Fábrica de chicas


La otra, mi espejo

Alma y Esther trabajan en el departamento de embalajes de una fábrica, una pieza sin ventanas que recuerda a una caja cerrada, un sitio donde no circula el aire. Ellas pasan sus días armando cajas de cartón, que luego apilan, atan con hilos y envían a otro sector de la fábrica, un mundo ajeno que como espectadores no vemos. Aisladas y, al mismo tiempo, vigiladas por una cámara de seguridad que sigue sus movimientos, sólo les queda la palabra compartida.

Fábrica de chicas, la última obra de Osvaldo Peluffo, se propone narrar la vida de estas dos mujeres, ambas atravesadas por una historia y un presente de violencia física y psicológica en manos de los varones referentes en sus vidas. La obra es, al mismo tiempo, una foto de ellas y un retrato de esta época. Alma, una de estas mujeres, protagonizada por Verónika Ayanz Peluffo, no puede reconocer que su novio es un golpeador. "Me empujó, nada más", le dice a su jefa y amiga cuando llega con la mano vendada un día a la fábrica. Esther, encarnada por Anabel Ferreyra, quien aparece como consejera de Alma, a la vez trae su propia historia de represión: un padre que le enseñó a los golpes cuando ella empezaba a crecer y un marido a quien "libera" para que no cargue con el peso de su esterilidad, cuando ser madre es , cree ella, la razón de ser de toda mujer.

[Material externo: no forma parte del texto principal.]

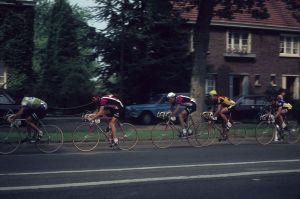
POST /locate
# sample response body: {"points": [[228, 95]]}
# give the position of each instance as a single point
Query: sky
{"points": [[88, 3]]}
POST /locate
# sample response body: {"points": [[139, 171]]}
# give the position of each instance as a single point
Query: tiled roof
{"points": [[280, 17]]}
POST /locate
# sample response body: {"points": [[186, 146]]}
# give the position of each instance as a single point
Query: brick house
{"points": [[25, 7], [247, 55]]}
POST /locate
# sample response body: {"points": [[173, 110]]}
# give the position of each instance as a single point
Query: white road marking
{"points": [[158, 179], [149, 168]]}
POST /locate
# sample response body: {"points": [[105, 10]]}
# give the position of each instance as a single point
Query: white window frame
{"points": [[294, 45], [230, 42], [210, 83]]}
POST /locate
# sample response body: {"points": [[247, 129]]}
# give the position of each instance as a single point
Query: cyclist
{"points": [[176, 102], [281, 107], [112, 107], [32, 108], [220, 106]]}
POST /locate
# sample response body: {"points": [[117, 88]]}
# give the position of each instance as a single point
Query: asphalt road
{"points": [[219, 171]]}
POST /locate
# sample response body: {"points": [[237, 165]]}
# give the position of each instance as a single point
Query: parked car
{"points": [[248, 107], [146, 113], [7, 103]]}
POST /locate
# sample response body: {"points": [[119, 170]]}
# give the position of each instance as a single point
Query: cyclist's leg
{"points": [[115, 114], [34, 117], [182, 117]]}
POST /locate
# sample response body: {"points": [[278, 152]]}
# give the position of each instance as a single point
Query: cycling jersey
{"points": [[33, 103], [225, 101], [33, 107], [184, 100], [287, 106]]}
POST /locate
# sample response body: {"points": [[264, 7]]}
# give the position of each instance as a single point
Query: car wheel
{"points": [[146, 118]]}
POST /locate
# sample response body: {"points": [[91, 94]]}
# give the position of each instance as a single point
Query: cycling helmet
{"points": [[213, 92], [171, 94]]}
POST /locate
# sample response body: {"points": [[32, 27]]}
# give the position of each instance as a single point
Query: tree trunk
{"points": [[201, 42]]}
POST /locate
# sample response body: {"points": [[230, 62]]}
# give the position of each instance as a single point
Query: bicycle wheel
{"points": [[265, 132], [236, 134], [292, 133], [51, 140], [127, 136], [9, 139], [86, 137], [162, 135]]}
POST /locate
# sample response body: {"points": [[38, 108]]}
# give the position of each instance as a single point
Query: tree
{"points": [[142, 47], [16, 46], [65, 53]]}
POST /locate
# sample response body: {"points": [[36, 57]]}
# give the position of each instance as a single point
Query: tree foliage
{"points": [[16, 46], [65, 53], [142, 46]]}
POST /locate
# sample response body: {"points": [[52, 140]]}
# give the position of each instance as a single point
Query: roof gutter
{"points": [[252, 26], [18, 2]]}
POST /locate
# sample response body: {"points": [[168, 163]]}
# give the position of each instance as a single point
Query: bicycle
{"points": [[88, 135], [13, 135], [268, 129], [163, 134], [209, 128]]}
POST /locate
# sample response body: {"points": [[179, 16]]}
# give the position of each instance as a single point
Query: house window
{"points": [[257, 80], [238, 42], [273, 80], [210, 84], [290, 45]]}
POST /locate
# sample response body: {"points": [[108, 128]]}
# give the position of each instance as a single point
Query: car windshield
{"points": [[156, 98]]}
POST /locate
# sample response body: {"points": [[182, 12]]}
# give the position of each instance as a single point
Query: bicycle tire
{"points": [[52, 139], [292, 134], [86, 137], [162, 135], [236, 134], [10, 139], [265, 132], [127, 136]]}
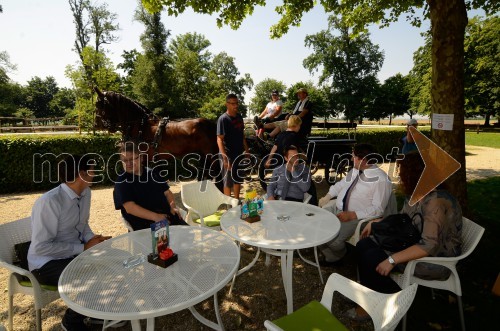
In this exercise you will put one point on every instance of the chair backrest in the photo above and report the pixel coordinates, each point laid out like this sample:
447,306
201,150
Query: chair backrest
392,205
203,196
471,234
13,233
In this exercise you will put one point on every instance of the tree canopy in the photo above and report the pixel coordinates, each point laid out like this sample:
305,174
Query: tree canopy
448,21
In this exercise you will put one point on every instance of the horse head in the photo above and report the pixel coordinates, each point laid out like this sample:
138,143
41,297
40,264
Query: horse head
106,115
115,111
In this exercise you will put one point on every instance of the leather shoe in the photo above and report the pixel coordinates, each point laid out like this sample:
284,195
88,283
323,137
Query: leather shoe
328,264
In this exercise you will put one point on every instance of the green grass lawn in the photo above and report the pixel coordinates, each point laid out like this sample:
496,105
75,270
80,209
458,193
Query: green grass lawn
486,139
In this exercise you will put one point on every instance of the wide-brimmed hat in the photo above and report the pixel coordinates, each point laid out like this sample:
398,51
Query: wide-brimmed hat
412,122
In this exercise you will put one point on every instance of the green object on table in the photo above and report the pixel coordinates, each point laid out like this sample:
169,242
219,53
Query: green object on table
211,220
312,317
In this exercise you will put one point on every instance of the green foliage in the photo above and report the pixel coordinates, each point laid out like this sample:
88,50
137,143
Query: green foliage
150,73
103,75
392,98
11,97
263,94
21,162
349,64
482,67
485,139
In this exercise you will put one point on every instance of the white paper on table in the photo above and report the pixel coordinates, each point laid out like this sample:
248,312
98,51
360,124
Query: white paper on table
442,122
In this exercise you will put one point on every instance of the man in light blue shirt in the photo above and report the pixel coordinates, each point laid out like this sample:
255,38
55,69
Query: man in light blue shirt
60,228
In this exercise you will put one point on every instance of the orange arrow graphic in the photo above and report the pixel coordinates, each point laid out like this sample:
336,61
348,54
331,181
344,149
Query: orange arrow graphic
439,166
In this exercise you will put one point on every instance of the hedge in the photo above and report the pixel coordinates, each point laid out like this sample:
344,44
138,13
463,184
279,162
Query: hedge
21,157
383,140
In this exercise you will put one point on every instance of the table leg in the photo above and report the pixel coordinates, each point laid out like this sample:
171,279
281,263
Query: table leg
286,273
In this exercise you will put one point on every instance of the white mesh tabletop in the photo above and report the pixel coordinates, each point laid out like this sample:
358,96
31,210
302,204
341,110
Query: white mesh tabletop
300,231
96,284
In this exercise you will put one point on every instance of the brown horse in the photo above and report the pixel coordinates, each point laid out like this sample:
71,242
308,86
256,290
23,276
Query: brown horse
116,112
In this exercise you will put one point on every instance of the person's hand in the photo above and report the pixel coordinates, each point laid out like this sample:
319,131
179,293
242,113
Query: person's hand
384,267
346,216
324,200
160,217
94,241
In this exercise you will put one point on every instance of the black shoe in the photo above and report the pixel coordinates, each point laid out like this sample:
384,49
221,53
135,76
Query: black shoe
327,264
73,325
258,122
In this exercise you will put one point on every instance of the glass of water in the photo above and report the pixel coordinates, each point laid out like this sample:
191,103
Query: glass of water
134,261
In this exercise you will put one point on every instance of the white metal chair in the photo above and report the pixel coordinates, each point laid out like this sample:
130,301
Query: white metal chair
14,233
471,234
202,199
386,310
129,228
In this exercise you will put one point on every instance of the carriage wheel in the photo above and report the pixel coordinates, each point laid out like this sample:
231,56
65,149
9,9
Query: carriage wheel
338,170
314,167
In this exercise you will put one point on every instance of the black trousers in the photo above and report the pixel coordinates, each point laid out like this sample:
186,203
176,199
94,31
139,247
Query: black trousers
369,255
49,274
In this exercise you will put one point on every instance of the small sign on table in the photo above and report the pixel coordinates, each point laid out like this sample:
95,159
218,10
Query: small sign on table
162,254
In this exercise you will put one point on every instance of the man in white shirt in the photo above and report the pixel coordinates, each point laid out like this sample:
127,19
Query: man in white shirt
363,193
60,228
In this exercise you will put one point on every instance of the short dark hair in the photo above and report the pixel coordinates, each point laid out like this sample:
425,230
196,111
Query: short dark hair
289,148
231,96
70,167
367,151
129,147
410,169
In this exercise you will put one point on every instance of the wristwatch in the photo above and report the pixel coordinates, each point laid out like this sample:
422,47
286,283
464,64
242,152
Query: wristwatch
391,260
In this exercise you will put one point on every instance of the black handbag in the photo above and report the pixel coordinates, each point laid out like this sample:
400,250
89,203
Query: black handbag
397,232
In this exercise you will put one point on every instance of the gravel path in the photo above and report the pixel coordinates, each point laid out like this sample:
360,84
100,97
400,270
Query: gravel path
258,294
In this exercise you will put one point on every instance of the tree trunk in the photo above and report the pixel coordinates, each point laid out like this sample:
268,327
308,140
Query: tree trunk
448,22
487,119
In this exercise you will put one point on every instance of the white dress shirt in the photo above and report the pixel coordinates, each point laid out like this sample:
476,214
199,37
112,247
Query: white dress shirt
369,196
59,225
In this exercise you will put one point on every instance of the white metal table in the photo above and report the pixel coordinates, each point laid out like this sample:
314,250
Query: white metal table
307,226
96,283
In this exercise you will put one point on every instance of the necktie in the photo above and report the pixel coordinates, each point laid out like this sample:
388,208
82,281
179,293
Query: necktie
345,201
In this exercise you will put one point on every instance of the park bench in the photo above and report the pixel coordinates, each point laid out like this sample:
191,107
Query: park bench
337,125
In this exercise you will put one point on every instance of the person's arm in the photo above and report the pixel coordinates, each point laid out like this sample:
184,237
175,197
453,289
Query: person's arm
409,137
411,253
273,185
263,113
277,111
171,202
380,198
134,209
222,151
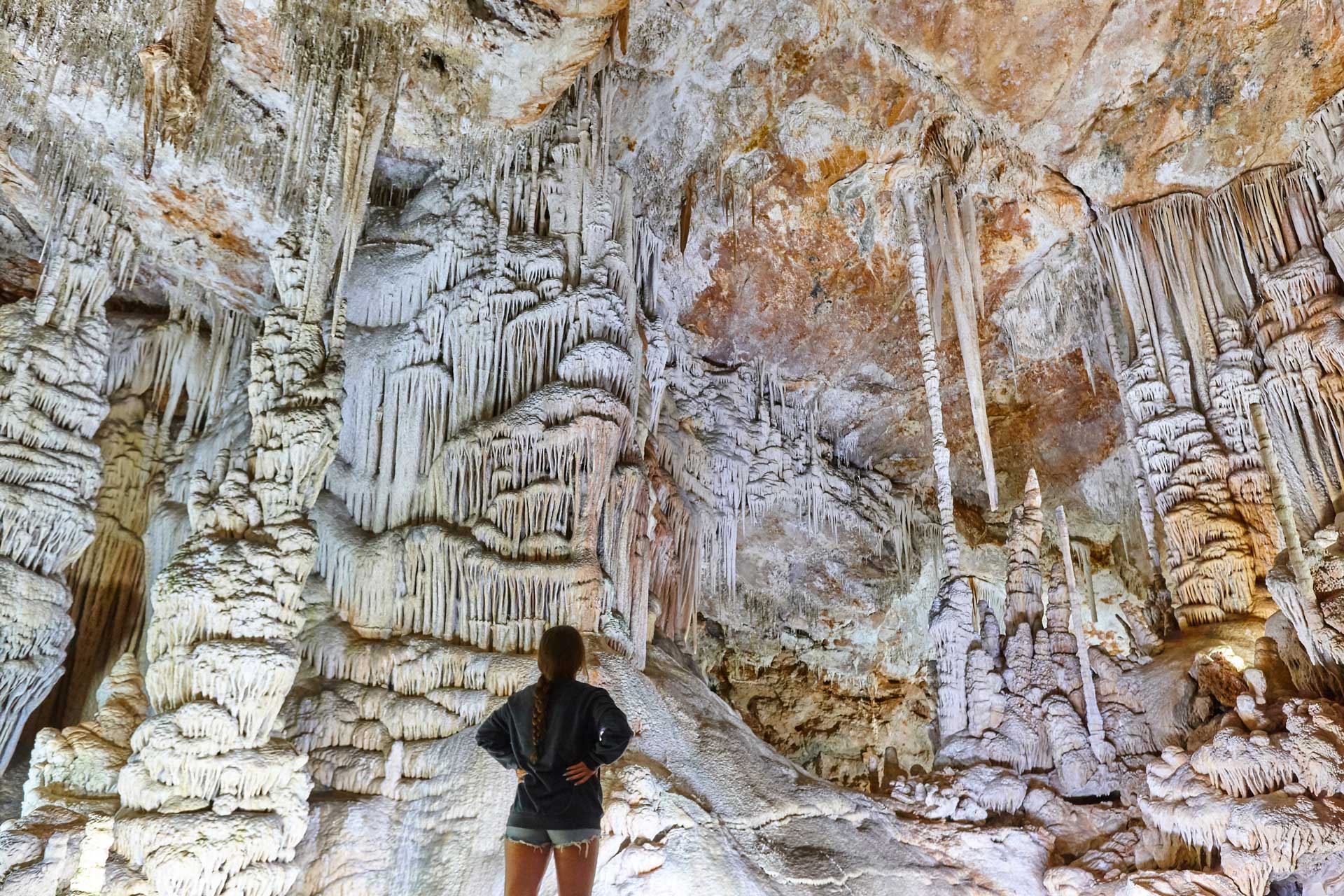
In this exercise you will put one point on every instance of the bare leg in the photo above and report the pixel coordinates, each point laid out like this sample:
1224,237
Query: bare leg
524,867
575,867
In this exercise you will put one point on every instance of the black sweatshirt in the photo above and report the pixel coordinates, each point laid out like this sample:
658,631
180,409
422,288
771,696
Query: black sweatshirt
582,724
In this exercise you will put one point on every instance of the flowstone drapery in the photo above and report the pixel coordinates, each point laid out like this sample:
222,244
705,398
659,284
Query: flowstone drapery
52,363
211,799
1030,707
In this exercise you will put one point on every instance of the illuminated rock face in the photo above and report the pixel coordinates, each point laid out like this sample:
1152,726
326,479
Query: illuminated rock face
449,323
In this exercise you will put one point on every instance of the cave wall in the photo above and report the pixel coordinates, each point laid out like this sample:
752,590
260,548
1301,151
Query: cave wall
929,415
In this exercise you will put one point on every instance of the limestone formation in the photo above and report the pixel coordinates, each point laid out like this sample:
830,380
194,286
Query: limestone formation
347,347
52,362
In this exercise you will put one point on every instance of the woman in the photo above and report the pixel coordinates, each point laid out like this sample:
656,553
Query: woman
555,735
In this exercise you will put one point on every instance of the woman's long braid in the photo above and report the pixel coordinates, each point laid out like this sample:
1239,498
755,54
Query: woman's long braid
539,697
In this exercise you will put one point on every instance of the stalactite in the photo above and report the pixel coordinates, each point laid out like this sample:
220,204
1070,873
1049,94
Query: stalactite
1026,528
953,226
220,644
1304,374
1322,149
1136,460
933,396
178,77
1298,599
1211,567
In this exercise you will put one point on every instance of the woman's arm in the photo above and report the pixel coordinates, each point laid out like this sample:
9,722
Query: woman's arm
493,738
613,732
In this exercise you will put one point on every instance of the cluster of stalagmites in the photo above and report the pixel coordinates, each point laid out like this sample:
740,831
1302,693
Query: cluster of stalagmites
1025,704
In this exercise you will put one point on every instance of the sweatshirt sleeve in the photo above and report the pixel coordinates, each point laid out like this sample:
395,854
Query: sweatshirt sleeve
493,738
613,732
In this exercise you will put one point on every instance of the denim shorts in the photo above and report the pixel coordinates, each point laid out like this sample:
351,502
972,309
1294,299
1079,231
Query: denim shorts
559,839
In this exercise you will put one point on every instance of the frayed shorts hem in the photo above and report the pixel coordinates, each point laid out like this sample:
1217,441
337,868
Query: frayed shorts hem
540,837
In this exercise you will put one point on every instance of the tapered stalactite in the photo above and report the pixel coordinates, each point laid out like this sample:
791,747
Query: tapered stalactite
1037,699
1096,729
1026,528
52,363
960,255
1133,457
933,393
1231,388
176,77
213,801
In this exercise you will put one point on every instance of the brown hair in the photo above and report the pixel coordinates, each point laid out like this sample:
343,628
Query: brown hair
559,656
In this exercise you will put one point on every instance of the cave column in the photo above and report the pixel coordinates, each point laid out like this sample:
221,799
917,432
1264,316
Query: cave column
52,365
951,615
216,804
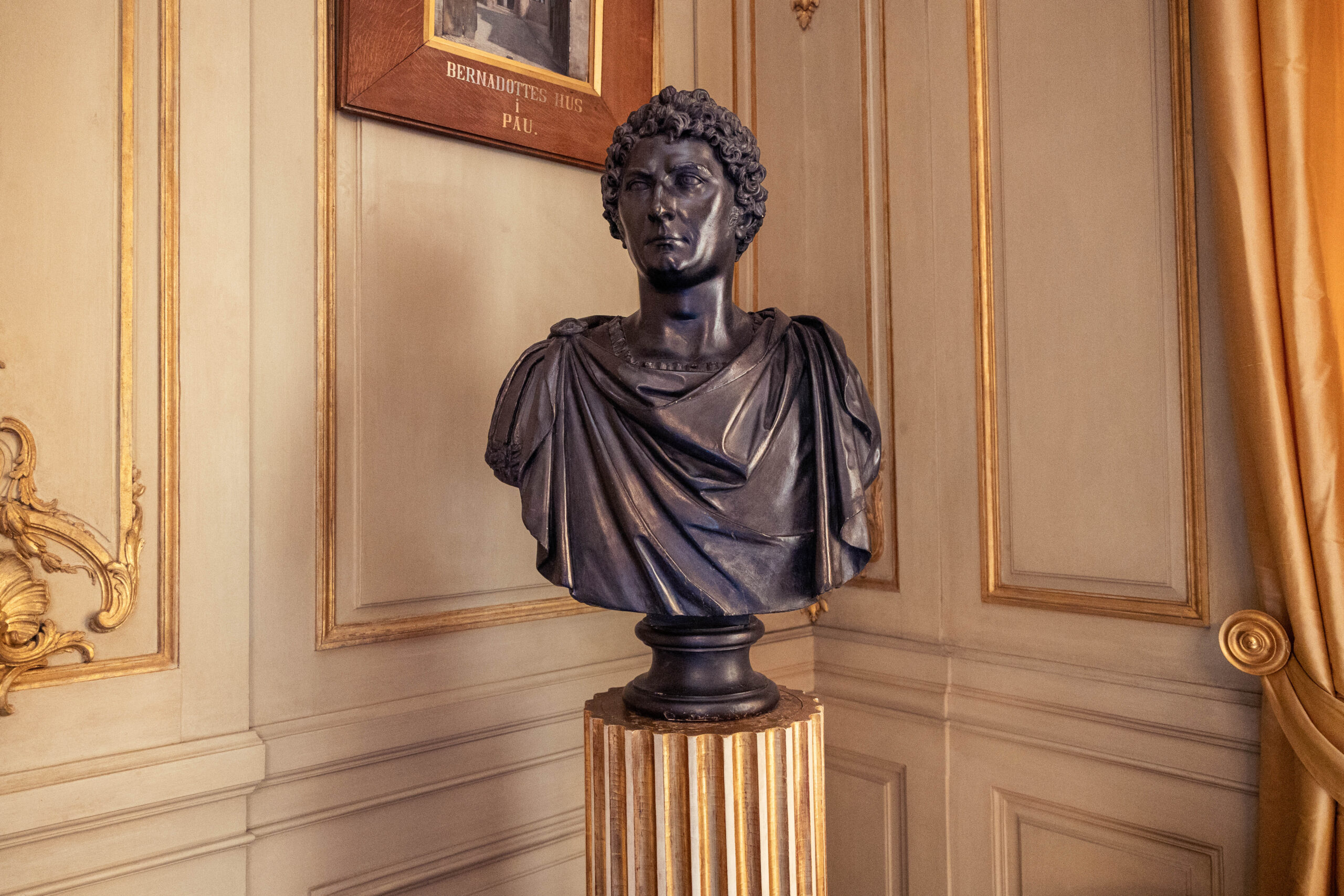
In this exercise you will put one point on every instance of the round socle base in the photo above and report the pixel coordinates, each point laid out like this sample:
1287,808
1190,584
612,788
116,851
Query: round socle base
701,671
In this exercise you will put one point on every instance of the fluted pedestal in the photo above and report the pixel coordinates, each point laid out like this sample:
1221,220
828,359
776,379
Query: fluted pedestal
721,808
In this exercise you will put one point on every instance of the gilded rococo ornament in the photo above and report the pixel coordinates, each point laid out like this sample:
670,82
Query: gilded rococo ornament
804,10
29,522
32,524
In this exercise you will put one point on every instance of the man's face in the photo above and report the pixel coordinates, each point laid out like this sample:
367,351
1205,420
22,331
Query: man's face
676,212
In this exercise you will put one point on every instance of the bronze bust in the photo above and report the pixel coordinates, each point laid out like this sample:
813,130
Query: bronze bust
692,461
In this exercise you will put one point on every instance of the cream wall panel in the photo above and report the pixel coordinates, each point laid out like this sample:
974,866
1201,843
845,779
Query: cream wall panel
1049,849
436,299
947,321
222,873
138,784
1086,282
870,797
58,335
217,260
1168,762
1129,829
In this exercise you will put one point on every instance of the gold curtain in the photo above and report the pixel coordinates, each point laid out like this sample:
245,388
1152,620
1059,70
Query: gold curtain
1273,78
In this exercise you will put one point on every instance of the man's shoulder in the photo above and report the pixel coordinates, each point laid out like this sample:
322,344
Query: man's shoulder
579,325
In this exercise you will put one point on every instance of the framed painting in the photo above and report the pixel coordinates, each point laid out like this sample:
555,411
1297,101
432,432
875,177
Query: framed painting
543,77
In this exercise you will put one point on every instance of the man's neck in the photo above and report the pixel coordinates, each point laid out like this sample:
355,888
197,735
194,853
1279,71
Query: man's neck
689,325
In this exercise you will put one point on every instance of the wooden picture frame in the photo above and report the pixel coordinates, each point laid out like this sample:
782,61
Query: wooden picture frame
395,64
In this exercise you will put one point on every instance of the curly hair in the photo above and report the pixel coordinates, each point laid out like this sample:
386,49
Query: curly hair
692,113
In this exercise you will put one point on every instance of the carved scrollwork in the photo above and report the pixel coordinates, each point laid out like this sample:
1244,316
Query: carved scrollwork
30,523
1254,642
804,10
27,641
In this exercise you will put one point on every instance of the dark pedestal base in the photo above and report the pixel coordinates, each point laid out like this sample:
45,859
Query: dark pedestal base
701,671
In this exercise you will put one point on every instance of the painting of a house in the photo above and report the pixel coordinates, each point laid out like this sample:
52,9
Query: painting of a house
549,34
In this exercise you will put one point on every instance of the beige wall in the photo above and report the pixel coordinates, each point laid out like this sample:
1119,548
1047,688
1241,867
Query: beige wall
973,747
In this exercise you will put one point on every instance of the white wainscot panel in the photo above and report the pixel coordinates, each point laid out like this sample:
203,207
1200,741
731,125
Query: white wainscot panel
866,855
1047,849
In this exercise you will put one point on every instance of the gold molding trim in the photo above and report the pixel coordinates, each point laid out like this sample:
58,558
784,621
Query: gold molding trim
330,632
27,518
27,641
994,590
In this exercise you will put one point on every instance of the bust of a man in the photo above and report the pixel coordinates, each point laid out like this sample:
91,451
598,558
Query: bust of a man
691,460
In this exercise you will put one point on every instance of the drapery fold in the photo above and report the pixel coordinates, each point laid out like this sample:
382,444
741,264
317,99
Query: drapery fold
1272,77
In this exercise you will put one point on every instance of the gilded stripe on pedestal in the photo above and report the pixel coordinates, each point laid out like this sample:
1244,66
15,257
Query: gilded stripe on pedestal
803,805
618,863
777,810
748,813
676,798
713,823
644,830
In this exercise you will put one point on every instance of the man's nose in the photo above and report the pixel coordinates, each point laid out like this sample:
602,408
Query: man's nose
662,206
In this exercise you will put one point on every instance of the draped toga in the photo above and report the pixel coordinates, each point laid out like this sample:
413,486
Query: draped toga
691,489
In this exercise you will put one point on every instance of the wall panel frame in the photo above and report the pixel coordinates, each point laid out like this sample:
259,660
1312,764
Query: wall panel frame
330,632
1194,609
116,570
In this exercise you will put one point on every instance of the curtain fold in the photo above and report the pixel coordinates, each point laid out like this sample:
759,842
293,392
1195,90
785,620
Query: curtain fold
1273,85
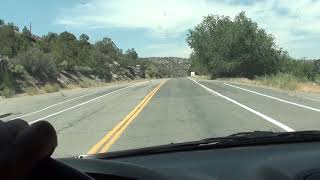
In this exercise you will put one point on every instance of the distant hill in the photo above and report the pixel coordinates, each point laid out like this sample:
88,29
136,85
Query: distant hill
173,66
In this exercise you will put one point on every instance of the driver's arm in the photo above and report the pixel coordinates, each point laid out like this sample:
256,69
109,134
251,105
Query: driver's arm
23,145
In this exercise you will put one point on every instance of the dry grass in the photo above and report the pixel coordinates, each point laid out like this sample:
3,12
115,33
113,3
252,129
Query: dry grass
202,77
280,83
309,87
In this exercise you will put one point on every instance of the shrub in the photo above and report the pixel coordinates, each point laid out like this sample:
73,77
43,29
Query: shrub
32,90
49,88
280,80
37,63
19,69
8,92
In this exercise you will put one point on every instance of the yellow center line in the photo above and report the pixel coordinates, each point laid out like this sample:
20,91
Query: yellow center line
110,138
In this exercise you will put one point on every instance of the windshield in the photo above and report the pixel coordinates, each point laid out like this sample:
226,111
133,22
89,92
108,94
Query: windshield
120,75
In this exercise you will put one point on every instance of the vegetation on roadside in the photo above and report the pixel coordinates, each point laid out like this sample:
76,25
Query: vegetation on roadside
33,64
224,47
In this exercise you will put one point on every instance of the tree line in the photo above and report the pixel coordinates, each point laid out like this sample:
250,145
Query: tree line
226,47
44,58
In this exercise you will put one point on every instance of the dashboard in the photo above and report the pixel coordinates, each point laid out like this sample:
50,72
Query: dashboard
296,161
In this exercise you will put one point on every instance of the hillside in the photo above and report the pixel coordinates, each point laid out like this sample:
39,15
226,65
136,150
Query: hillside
33,64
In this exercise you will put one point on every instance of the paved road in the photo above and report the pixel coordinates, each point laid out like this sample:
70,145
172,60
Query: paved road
156,112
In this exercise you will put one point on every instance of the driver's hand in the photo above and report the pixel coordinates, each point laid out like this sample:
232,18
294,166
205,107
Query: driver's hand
23,145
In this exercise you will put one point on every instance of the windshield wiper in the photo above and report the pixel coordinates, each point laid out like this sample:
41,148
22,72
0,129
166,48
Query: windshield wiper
234,140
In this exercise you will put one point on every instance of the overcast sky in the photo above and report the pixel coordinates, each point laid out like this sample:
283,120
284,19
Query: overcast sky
159,28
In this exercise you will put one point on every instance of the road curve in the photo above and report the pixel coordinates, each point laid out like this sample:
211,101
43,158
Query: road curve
163,111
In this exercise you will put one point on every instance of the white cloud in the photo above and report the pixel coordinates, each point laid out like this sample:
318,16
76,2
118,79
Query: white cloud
165,50
168,18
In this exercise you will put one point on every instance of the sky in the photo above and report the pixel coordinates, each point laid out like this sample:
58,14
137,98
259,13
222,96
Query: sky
159,28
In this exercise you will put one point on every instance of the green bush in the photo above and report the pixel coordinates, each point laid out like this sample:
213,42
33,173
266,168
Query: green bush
8,92
49,88
19,69
38,64
32,90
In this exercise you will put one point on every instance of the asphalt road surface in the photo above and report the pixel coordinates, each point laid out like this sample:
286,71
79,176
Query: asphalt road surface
163,111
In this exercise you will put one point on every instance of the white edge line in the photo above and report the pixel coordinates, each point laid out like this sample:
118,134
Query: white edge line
271,120
51,106
86,102
278,99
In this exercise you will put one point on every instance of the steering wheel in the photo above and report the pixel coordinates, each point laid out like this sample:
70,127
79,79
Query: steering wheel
53,169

Esos mandatos se traman en diálogos intensos en contenido y en volumen (suenan gritos de desesperanza); por momentos, con frases que enseguida remiten a discursos típicos de una víctima de violencia, ya casi lugares comunes para reconocer en el otro, pero no siempre obvios en situaciones propias. Esther, la compañera más experimentada, intenta zamarrear verbalmente a Alma, ayudarla enfáticamente desde su saber y desde su bronca hacia lo masculino, a mirar a su marido, a quien Alma no alcanza a ver. Así, los diálogos van dando el tono a la historia, van acercando las notas musicales apropiadas para la partitura del director de la obra: Entonces, Esther (herida, desesperanzada) se escucha como el bajo; Alma (inocente, enamorada), la melodía.

Ambas actrices se entienden y eso se traduce en estos intercambios con fuerte intensidad dramática. Las acrobacias emocionales que atraviesan por momentos una, por momentos otra, y que exponen a través de sus conversaciones intramuros se transmiten con crudeza al espectador. La intimidad del teatro El Damero, de pequeñas dimensiones, acotado con dos biombos para la puesta, contribuye al encajonamiento que viven esas mujeres. Vestidas iguales, obreras, las iguala, también, la represión que las define.

Pero la originalidad de la trama, la sensación que atrapa al espectador, es el modo en que se presenta lo masculino que se visualiza, justamente, por su ausencia. Todos los personajes masculinos aparecen cuando se develan a través del discurso de las protagonistas. Aparecen, en ausencia, cinco hombres a quienes nunca vemos, pero imaginamos. Son parte de la historia de modo latente e insoslayable siempre.

Abordar el imbricado universo femenino fue un desafío para un director varón, tal como lo manifestó Peluffo. Quizás uno de los mayores logros es que supo captar la importancia que las mujeres otorgamos a la palabra compartida, a la mutua comprensión. Allí se moldea una mujer, en el espejo de otra. Alma y Esther. Qué sería una si la otra no estuviera ahí para oírla. Tal vez no sobrevivirían. La caja sería, para usar la metáfora de Peluffo, aún más oscura, ahí sí, irrespirable.

Fuente: La Nación

Sala: El Damero de Gina Piccirilli, Dean Funes 506. Funciones: sábados, a las 21.